After two years of immersion in the start-up world, I've learned a few things about leadership, power, grit, and initiative that I wish I'd learned 25 years ago--as a high school freshman.
Embedding these beliefs earlier would have minimized my learning curve and given me the confidence to do things much earlier than I thought possible.
So here they are: five beliefs girls need to learn early in their lives in order to have the confidence to start a business later.
I won't underestimate my value or my ability.
Others may question my ability, but I will not deprecate myself or deflate my accomplishments in order to appear humble.
When I pitch an idea to launch a business, I will confidently project what success would look like--$125,000 in revenue in the first year, not a sheepish $25,000. It's one thing to be unpretentious, but it's another thing to aim low out of fear of looking like a braggart.
I will speak up and say things that add value.
I won't be satisfied with just a seat at the table, I will say things that drive the discussion to new places and compel people to listen and consider alternate view points.
I have a unique perspective that is a needed part of the discussion, but no one will hear it unless I take a risk and speak up.
I can have it all, but I can't do it all.
Picking between a career and a family is a false choice. Instead, I'll choose to focus on the women (and men) who show me that I can do both.
I know that leaning into both my career and my family will require some adjustments. Some days, certain things will fall to the bottom of the priority list. Other days, those things will take precedence. I will remember that success is achieved through constant adaptation and resilience. So I will be adaptive and resilient.
I know that I cannot do it all, but I can build a professional and domestic team that supports me and picks up my slack. Asking for help is not a sign of weakness. It's a sign of self-awareness.
I will get comfortable with imperfection.
Starting and running a business is not like school. There is no study guide or test to validate my skills.
Starting a business is inherently risky. There is no perfect road map and it may not work. But I will get comfortable living without structure. I won't be afraid to try things--even if it means appearing imperfect or not knowing the answers.
And when I'm terrified, I will not only rely on my ability to work hard and ask for help, but also on my intellectual chops and ability to create a vision and lead others.

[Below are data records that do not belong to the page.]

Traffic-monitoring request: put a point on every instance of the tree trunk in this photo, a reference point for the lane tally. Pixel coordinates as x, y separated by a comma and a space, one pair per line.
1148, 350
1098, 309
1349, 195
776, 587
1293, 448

I will embrace, not minimize, my uniquely female attributes.
Thinking collaboratively or having emotional intelligence is not a liability or something I need to change. I don't have to dress in a suit, be a bitch or even "bossy" to get extraordinary results. "Nice girls don't get to the corner office" will not be in my lexicon.
I won't cast off traditionally female attributes--emotional attunement, building consensus, holistic thinking--despite the short-lived advantages that comes with it.
I will do less "leaning in" and more standing up and speaking up.
I will stand up for myself and the way I want to live and work--with balance, meaning, and authenticity. I will speak up for my capabilities and viewpoints--with personal power and doses of kindness.
I will be a living example that you don't have to choose between happiness and success.